Filipe Vargas: «É preferível espetarmo-nos ao comprido do que fazer uma coisa morna»

Aos 45 anos, a vida tem-lhe mostrado que as coisas surgem no tempo que têm de surgir. «As coisas acontecem quando têm de acontecer, as coisas aparecem quando têm de aparecer.»

Texto de Sara Dias Oliveira | Fotografia de Carla Pires

O seu percurso não pode ser contado em linha reta. Não é um caminho óbvio, traçado com antecedência a régua e esquadro. Aos 32 anos, mudou de vida, mudou de cidade, deixou Lisboa e partiu para Madrid para frequentar um curso de teatro. Para trás, ficava a profissão de criativo em agências de publicidade.

Sempre soube que não iria ser copywriter a vida toda, andou dois anos a tentar descobrir o que gostaria de fazer, continuando a fazer publicidade. «Era uma área interessante, mas sabia que me ia apetecer fazer algo mais pessoal», lembra. Foi o que aconteceu. A vontade de ser ator já andava a espreitar e acabou por ver a luz do dia.

«Cada um tem o seu ritmo, o seu tempo, e somos mais felizes se vivermos de acordo com isso»

Aos 45 anos, a vida tem-lhe mostrado que as coisas surgem no tempo que têm de surgir. «As coisas acontecem quando têm de acontecer, as coisas aparecem quando têm de aparecer.»

E o ator Filipe Vargas aprendeu que não vale a pena viver numa roda de ansiedade, em esperas intermináveis. «Não há uma altura certa e nada é definitivo», refere.
O que tiver de acontecer acontecerá, independentemente da idade que se tenha, independentemente do sítio onde se esteja.

«Cada um tem o seu ritmo, o seu tempo, e somos mais felizes se vivermos de acordo com isso. É mais honesto se fizermos isso à nossa maneira.» Aos 32 anos, decidiu tirar um novo curso, aos 35 estava formado. Era ator. E voltou a fazer as malas de Madrid para Lisboa.

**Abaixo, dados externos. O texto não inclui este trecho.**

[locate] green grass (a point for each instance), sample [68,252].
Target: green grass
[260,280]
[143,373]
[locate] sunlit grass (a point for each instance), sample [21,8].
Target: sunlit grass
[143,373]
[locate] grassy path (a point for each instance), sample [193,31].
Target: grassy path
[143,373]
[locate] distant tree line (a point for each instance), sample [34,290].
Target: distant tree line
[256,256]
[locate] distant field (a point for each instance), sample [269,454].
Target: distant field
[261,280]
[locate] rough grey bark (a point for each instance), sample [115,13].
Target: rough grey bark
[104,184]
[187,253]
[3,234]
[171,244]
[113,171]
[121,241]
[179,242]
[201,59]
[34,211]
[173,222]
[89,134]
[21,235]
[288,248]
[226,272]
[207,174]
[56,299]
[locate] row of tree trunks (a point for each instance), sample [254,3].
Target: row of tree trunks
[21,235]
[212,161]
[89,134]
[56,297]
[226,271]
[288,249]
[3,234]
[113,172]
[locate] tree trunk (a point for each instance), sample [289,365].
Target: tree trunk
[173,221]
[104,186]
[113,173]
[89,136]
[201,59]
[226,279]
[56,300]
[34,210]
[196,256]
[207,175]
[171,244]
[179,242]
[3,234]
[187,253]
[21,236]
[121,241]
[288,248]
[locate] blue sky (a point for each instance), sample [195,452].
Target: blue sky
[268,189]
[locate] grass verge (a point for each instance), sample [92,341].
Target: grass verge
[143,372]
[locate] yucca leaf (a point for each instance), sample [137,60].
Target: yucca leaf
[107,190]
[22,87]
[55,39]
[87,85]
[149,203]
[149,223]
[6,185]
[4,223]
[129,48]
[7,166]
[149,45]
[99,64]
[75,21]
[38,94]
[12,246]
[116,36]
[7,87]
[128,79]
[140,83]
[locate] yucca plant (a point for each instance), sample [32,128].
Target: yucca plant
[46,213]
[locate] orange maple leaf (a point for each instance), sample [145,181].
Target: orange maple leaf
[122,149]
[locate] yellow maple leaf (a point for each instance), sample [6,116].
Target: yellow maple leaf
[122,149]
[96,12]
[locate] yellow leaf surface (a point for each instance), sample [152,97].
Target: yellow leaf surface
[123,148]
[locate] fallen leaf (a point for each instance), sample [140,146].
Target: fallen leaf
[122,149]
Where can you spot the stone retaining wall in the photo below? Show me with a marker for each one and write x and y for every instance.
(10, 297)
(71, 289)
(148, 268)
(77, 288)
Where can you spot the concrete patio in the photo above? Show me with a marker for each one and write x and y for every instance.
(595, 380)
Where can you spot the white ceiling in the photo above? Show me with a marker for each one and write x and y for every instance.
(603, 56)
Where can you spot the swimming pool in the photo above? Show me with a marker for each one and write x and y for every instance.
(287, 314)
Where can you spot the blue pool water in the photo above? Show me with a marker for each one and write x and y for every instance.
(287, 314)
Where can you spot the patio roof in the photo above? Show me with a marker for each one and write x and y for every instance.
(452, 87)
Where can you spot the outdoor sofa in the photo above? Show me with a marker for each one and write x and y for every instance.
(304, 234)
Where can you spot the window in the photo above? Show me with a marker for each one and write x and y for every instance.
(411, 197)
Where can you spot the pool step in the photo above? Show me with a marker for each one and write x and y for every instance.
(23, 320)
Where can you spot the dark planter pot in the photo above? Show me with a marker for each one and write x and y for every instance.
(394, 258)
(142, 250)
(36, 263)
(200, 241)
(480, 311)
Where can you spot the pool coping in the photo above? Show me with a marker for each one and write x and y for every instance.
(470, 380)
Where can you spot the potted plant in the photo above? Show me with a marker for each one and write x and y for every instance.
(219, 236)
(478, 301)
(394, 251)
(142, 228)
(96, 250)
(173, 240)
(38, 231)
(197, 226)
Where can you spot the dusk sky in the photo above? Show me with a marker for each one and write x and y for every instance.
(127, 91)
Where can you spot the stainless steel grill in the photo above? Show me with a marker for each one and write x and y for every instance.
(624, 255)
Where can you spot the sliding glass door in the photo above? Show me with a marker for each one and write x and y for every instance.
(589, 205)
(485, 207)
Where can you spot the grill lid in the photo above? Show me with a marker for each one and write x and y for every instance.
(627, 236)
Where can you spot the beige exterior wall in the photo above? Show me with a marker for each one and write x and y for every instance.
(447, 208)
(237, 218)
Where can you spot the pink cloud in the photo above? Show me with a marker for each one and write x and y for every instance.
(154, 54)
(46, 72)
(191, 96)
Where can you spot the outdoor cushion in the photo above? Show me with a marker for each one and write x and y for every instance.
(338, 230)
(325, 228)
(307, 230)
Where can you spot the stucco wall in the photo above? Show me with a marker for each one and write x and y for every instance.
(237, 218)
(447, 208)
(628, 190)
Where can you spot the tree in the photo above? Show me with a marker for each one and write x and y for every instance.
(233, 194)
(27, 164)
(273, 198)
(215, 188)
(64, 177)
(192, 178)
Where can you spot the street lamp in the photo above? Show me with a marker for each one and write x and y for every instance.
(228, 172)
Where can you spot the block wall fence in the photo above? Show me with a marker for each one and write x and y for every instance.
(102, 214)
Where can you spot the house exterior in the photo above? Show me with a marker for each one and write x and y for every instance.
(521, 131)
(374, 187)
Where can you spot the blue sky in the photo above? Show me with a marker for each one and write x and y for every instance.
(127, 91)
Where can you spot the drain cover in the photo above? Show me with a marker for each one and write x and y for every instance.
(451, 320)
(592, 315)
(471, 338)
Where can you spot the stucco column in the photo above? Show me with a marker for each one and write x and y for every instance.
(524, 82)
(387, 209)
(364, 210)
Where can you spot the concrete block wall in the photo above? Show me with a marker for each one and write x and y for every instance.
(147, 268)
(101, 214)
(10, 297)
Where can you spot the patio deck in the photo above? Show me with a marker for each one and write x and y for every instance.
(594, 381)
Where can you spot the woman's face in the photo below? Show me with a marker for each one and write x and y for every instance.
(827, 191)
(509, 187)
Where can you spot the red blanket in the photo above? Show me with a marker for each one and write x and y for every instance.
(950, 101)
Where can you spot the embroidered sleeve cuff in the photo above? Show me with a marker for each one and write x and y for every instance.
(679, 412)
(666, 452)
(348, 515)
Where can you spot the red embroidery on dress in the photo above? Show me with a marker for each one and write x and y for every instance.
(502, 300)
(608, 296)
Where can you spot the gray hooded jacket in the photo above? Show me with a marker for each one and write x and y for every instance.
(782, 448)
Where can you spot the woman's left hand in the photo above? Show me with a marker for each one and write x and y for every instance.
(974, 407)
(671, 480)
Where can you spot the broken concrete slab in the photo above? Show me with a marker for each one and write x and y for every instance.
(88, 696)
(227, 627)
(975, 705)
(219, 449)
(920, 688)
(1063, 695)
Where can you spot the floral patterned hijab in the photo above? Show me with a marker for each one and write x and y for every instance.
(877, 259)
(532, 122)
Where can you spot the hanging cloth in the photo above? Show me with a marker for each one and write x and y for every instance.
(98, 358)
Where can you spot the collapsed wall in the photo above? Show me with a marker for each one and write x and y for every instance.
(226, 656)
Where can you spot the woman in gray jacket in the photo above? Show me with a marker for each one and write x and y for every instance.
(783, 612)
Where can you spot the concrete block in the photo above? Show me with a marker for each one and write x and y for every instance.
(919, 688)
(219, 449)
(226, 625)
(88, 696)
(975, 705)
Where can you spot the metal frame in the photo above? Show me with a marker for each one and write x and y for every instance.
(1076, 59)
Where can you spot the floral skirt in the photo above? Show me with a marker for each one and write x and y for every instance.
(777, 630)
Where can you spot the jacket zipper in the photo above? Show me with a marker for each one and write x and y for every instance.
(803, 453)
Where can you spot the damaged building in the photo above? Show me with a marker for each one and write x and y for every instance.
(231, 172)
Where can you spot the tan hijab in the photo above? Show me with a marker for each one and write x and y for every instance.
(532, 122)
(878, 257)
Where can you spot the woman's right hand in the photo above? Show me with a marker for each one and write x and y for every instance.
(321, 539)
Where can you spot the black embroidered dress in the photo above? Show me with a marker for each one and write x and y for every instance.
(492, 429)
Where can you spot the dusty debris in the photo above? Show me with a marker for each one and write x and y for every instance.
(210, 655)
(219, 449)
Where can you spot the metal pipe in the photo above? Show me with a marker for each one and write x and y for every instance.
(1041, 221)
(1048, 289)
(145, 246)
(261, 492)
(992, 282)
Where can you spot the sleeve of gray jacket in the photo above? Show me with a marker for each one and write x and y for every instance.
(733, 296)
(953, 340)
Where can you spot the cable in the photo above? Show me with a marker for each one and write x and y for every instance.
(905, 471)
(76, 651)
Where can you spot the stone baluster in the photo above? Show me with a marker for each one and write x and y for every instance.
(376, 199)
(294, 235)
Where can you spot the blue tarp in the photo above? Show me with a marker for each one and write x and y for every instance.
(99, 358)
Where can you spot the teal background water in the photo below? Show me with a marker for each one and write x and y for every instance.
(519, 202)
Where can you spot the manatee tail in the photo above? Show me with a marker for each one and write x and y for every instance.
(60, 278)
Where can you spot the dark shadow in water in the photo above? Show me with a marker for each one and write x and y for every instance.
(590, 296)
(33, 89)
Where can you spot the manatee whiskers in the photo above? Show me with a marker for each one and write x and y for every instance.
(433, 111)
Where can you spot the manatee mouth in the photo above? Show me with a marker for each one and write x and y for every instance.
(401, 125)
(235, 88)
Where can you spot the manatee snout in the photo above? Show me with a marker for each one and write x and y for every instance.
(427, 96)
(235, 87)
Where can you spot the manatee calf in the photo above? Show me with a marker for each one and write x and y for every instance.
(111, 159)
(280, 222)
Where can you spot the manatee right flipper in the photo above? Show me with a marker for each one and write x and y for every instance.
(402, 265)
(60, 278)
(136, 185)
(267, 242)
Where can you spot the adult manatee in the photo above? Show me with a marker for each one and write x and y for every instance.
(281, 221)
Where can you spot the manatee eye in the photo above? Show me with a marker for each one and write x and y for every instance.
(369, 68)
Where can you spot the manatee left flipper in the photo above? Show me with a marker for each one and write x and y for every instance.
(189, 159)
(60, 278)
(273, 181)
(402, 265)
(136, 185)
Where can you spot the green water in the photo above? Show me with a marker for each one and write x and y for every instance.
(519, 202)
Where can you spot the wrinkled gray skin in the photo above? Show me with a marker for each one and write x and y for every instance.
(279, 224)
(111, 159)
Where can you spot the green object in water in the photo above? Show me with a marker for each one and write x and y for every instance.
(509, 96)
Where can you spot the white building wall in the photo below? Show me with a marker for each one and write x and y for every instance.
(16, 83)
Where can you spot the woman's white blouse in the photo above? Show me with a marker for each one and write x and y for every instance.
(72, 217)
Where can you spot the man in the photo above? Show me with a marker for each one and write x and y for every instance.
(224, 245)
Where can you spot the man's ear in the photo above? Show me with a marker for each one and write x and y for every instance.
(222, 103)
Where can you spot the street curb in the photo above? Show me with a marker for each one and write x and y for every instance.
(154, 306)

Voltou para ser ator de corpo e alma. Fez televisão, fez cinema e, no ano passado, pisou um palco de teatro pela primeira vez na peça Noite Viva, encenada por João Lourenço. Chama-lhe uma «renovação de votos» da profissão. Como um casamento.

«Espero que a vida não pare de me surpreender.»

Esteve no teatro até meados do mês passado, neste momento, faz parte do elenco da telenovela A Herdeira, da TVI. Depois, logo se verá. O tempo sabe o que faz. Seja como for, Filipe Vargas não é de se instalar numa zona de conforto.

«Temos a obrigação de arriscar. É preferível espetarmo-nos ao comprido do que fazer uma coisa morna, insossa», defende. Agora sabe que quer ser ator pelo resto do seu tempo. «E espero que a vida não pare de me surpreender.»

UMA VIDA EM NÚMEROS

18 – LISBOA
Idade que tinha quando saiu de casa dos pais, nas Caldas da Rainha, para estudar Marketing e Publicidade em Lisboa. «Foi um ano muito marcante. Conheci uma nova cidade, fiz um novo grupo de amigos, e foi o ano em que entrei pela primeira vez no Frágil.»

2017 – ESTREIA
Ano em que se estreou no teatro com a peça Noite Viva, no Teatro Aberto, em Lisboa.

10 – CARREIRA
Uma década como ator. No cinema, trabalhou com Manoel de Oliveira, Joaquim Leitão, João Botelho, entre outros realizadores.

3 – LOLA
Idade da sua cadela Lola. É uma presença importante na sua vida. «Mudou-me bastante, mudou as minhas rotinas, é uma companhia extraordinária.» Costuma dizer que o mundo seria melhor se as mulheres estivessem no poder e toda a gente tivesse um cão. Ou um gato.

32 – MADRID
Idade em que deixou Lisboa e partiu para Madrid para estudar teatro. Aprendeu uma nova língua, conheceu uma nova cidade, fez um novo grupo de amigos.

35 – REGRESSO
Tinha 35 anos quando regressou a Lisboa depois do curso concluído. Fez um casting para a série Conta-me como Foi, foi selecionado e voltou para Portugal.